In ganz Russland liegen derzeit Tausende von Drogenpaketen im Boden vergraben, mit Magneten an Laternenpfählen befestigt oder unter Fensterbänken festgeklebt und warten darauf, von ihren Abnehmern abgeholt zu werden. Von den Straßen Moskaus bis zu abgelegenen Städten in Sibirien werden illegale Drogen nicht mehr von Hand zu Hand gekauft, wie es in den meisten Teilen der Welt üblich ist. Stattdessen werden Tüten mit Drogen in Verkaufsgröße von einer Armee junger Kladmen (Drogen-Verstecker) mit Hilfe von Spionagetechniken verteilt, die versteckte Briefkästen digital versperren und dann freigeschaltet werden, wenn Kunden einen Online-Kauf tätigen.

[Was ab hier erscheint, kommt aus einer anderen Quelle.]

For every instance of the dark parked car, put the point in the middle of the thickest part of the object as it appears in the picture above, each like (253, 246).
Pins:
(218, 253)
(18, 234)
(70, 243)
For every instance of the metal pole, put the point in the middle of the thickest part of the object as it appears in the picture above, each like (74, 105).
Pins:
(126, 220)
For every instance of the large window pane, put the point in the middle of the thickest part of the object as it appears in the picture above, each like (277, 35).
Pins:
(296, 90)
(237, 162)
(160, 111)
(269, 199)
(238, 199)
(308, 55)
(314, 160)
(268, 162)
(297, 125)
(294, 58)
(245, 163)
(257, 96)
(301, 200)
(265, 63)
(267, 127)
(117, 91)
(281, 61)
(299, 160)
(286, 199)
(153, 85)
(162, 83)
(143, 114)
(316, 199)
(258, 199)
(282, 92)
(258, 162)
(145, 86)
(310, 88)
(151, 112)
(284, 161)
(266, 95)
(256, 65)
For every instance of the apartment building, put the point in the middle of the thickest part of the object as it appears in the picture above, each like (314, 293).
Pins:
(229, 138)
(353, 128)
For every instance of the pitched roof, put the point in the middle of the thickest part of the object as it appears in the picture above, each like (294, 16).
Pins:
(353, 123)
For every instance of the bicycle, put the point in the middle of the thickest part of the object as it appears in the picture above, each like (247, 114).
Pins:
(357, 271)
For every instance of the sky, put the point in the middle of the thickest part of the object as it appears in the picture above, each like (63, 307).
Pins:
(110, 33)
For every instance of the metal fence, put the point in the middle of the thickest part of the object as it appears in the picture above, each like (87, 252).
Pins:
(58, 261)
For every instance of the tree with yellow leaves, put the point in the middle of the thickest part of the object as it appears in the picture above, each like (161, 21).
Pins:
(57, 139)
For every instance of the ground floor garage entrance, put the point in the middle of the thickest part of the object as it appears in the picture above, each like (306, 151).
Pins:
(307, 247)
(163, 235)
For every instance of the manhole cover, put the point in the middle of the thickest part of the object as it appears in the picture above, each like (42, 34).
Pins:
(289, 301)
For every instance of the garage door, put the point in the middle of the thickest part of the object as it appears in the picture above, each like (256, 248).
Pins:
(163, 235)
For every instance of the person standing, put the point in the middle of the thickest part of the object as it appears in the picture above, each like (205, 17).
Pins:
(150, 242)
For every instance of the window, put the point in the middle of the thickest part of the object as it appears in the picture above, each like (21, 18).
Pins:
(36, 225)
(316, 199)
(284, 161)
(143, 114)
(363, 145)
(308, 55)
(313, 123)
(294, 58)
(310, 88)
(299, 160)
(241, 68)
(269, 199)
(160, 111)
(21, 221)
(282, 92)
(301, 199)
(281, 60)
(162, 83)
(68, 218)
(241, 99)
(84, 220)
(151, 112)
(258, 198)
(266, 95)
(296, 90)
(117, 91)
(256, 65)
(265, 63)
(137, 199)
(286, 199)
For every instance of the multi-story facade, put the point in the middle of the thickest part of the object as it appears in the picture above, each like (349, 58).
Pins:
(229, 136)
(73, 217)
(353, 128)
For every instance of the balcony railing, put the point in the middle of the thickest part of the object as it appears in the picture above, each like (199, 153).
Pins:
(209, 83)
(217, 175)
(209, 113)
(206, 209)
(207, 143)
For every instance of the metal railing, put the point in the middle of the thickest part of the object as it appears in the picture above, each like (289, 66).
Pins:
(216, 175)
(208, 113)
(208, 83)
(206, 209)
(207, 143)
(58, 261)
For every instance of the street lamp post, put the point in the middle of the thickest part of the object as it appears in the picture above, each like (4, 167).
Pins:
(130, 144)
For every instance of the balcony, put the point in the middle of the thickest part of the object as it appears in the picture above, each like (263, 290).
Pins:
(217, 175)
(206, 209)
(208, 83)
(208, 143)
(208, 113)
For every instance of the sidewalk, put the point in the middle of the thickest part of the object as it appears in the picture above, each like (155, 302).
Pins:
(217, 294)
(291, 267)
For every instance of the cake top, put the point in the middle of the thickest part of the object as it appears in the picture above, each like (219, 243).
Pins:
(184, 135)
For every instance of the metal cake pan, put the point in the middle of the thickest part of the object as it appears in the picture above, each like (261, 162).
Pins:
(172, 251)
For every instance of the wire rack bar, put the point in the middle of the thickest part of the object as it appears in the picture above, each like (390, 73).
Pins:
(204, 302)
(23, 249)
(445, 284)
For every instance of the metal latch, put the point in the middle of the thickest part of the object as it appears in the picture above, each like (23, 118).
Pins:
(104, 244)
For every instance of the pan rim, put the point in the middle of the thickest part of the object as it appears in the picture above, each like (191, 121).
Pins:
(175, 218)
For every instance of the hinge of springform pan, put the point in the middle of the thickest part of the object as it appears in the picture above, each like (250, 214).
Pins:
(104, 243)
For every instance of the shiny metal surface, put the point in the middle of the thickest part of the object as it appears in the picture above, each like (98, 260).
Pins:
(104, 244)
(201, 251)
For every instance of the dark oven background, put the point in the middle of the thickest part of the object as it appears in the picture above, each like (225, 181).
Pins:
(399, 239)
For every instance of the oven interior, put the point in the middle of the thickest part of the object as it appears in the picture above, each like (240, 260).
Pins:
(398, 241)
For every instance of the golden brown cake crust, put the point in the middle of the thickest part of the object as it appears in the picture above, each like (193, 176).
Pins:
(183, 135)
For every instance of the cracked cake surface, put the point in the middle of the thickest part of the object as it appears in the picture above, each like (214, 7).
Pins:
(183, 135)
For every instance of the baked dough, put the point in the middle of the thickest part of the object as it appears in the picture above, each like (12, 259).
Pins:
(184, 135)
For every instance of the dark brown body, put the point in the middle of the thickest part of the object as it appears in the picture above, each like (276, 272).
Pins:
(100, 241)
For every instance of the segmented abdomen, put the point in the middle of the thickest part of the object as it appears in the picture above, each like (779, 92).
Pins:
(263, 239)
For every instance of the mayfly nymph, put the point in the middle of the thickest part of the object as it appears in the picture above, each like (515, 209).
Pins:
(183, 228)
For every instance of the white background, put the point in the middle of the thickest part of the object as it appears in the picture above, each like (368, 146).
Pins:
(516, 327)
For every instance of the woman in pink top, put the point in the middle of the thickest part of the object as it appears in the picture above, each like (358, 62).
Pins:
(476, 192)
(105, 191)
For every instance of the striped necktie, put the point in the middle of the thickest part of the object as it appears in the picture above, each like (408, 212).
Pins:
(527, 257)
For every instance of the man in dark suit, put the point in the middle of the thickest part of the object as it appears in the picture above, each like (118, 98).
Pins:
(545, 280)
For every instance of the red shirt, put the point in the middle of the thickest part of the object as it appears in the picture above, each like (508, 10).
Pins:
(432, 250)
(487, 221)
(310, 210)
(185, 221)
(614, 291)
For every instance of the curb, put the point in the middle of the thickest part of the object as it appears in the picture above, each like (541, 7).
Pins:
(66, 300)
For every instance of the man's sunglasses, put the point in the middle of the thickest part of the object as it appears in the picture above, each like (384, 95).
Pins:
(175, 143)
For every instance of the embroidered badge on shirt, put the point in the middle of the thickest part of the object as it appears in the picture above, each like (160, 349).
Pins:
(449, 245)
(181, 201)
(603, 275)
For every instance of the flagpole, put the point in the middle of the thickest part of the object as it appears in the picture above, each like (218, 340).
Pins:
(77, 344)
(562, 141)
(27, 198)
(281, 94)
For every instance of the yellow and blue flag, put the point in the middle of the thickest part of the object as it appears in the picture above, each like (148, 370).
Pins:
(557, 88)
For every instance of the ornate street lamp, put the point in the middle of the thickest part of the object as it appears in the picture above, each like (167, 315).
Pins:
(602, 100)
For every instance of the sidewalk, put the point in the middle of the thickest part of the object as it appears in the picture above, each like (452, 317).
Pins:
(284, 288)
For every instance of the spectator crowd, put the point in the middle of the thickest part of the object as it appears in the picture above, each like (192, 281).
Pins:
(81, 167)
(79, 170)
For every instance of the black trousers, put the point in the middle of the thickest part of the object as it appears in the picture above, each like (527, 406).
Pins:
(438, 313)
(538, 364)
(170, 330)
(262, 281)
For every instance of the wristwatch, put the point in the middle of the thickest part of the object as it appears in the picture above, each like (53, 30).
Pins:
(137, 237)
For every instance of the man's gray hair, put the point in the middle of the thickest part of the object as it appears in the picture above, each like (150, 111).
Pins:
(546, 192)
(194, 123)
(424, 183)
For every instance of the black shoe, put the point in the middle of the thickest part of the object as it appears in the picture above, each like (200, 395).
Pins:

„Jeder über 14 Jahren in Russland weiß über Kladmen und die toten Briefkästen Bescheid“, sagt ein russischer Anwalt, der sich auf die Drogenwelt spezialisiert hat. Es gibt sogar einen Leitfaden, die Kladman-Bibel, in der Kuriere lernen, wie sie Drogen verpacken und verstecken und dabei der Polizei und den „Möwen“ aus dem Weg gehen können – spezialisierten Dieben, die Jagd auf versteckte Drogen machen. Die neuen Dealer werden in den Anleitungen dazu angehalten, das russische Winterwetter zu berücksichtigen (Achtung, gefrorene Böden!) und verräterische Fußabdrücke im Schnee zu verwischen.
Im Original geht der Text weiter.